# Recovered picture files do not open



## RobOman (Apr 27, 2002)

Tried to help a man save his pictures. Hard drive lost NTFS partition and could not be seen used a program to recover files and it looked like it worked (1st NTFS File recovery 2.10) transfered files to another drive then set up his drive with NTFS and format reinstall his system then replaced his documents back to his computer. File structure looks fine size of files is right each picture file is around 1.4 MB so something is there but when you try to open a picture it says no preview available. and will not open. Are the pictures lost or can they still be saved?


----------



## bp936 (Oct 13, 2003)

my guess is, if it is a new install, maybe Windows has to be told again, what file-program should open a *.jpg file (I assume)
You know,

Explorer, 
Tools,
Folder Options,
File types
the *.jpg => open with <enter program you us> if Windows doesn't suggest one.


----------



## RobOman (Apr 27, 2002)

Have tried several but that was my first thought also thanks


----------



## JustinPS (Oct 28, 2009)

Have you tried changing the file extension to different image formats?

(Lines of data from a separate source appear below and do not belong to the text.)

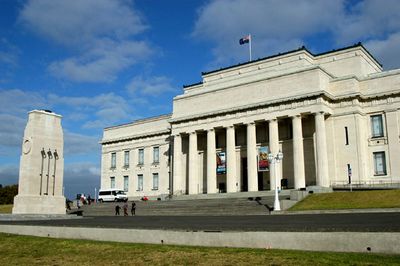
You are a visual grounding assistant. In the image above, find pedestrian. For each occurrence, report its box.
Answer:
[123,202,128,216]
[115,205,121,215]
[131,201,136,216]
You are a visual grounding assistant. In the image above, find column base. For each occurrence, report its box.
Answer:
[12,195,66,214]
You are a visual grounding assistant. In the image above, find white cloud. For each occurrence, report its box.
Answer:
[126,76,177,96]
[19,0,147,46]
[49,40,152,82]
[192,0,400,68]
[19,0,152,82]
[192,0,343,66]
[64,162,100,199]
[365,31,400,69]
[64,130,101,156]
[0,164,19,186]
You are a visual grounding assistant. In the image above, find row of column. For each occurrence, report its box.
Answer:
[173,112,329,194]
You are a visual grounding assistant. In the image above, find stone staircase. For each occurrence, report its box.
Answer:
[81,192,288,216]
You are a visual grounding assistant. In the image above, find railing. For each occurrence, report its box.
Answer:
[331,179,400,189]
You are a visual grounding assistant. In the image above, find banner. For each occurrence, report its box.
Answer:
[217,151,226,174]
[258,146,269,172]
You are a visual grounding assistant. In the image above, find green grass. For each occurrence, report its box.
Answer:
[0,204,13,213]
[0,233,400,266]
[290,190,400,211]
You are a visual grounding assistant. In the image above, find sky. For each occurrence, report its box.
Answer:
[0,0,400,198]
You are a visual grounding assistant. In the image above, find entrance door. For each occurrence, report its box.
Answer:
[241,158,248,191]
[258,172,264,191]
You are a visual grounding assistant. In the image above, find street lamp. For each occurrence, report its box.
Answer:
[268,151,283,211]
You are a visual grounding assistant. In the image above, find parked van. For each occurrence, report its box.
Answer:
[99,188,128,202]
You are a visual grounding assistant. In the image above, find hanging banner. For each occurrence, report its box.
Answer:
[217,151,226,174]
[258,146,269,172]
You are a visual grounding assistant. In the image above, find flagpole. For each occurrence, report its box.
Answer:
[249,34,251,61]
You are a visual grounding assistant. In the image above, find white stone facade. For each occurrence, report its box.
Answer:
[101,44,400,197]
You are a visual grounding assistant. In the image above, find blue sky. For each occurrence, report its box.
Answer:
[0,0,400,200]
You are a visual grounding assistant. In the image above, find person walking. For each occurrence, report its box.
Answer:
[115,205,121,215]
[131,201,136,216]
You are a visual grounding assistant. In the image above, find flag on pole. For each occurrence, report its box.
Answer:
[239,35,250,45]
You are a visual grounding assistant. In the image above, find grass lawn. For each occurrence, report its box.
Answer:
[290,190,400,211]
[0,233,400,266]
[0,204,13,213]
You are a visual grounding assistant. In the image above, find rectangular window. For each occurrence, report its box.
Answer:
[124,175,129,192]
[153,173,158,190]
[124,151,129,168]
[374,151,386,175]
[110,176,115,188]
[371,115,383,138]
[153,147,160,163]
[137,174,143,191]
[111,152,117,168]
[138,149,144,165]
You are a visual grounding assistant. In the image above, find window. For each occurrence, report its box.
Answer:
[111,152,117,168]
[137,174,143,191]
[110,176,115,188]
[124,175,129,192]
[374,151,386,175]
[371,115,383,138]
[124,151,129,168]
[138,149,144,164]
[153,147,160,163]
[153,173,158,190]
[344,127,349,145]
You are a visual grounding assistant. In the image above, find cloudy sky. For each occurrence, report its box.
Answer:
[0,0,400,200]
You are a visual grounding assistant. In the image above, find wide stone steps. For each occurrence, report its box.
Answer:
[81,196,285,216]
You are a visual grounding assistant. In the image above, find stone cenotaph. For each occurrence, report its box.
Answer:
[12,110,65,214]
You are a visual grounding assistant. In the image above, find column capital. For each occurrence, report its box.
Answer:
[291,114,303,118]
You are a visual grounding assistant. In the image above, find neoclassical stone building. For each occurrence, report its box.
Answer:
[101,44,400,197]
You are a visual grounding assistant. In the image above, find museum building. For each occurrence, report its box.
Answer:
[101,43,400,197]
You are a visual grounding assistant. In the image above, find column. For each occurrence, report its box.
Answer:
[269,119,281,190]
[247,122,258,191]
[188,132,199,194]
[226,126,237,192]
[292,115,306,189]
[172,134,184,195]
[207,128,217,194]
[315,112,329,187]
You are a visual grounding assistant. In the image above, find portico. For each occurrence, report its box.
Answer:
[101,44,400,197]
[173,111,329,194]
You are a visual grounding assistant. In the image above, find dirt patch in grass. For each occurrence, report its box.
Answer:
[290,190,400,211]
[0,233,400,266]
[0,204,13,213]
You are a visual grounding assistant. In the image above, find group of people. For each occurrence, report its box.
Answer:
[115,201,136,216]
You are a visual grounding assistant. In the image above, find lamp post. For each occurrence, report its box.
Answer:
[268,151,283,211]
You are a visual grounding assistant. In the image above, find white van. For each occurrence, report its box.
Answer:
[99,188,128,202]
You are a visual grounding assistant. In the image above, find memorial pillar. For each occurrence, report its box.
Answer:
[226,125,237,192]
[172,134,184,195]
[292,115,306,189]
[315,112,329,187]
[188,132,199,194]
[247,122,258,191]
[207,128,217,194]
[268,118,281,190]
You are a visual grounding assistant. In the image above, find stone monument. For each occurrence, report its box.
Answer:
[12,110,65,214]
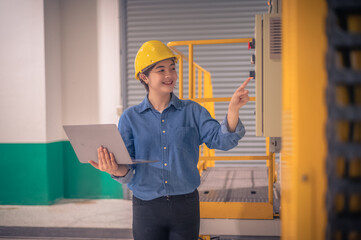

Try .tif or even .gif and see if it will open that way.

Do you have an image editing program that you're able to open one in? They will give you a lot more info about the image than just right-clicking. If you've tried opening the file(s) in an editing program already and they won't open because the file type is unrecognized or something like that, see if they will upload to something on the web, like a flickr account.

If none of those work, then I'm not sure of other ways to open the images...maybe a free image viewer like Infranview?


----------



## Hughv (Jul 22, 2006)

Open your image viewer first, then navigate to the file and select "Open".
Notepad will open any file-see if the header info provides any clues.
Upload a file so we can see what's up.


----------



## Elvandil (Aug 1, 2003)

Chances are that the recovered files are corrupted. This is not uncommon during recoveries since damage to the file system causes the start and endpoints of the files' locations on the drive to be mistaken. What is "recovered" is sometimes gibberish.

I'd suggest trying a recovery application that allows for choices of the start position of the partition. Sometimes there can be several and the recovery app does not know which to use. If the wrong one is chosen, all files on the drive are shifted by a number of bytes. GatDataBack and the advanced options in EasyRecovery allow those choices. Probably others. But try a "recovered" file to be sure it is intact and if not, try different settings.


----------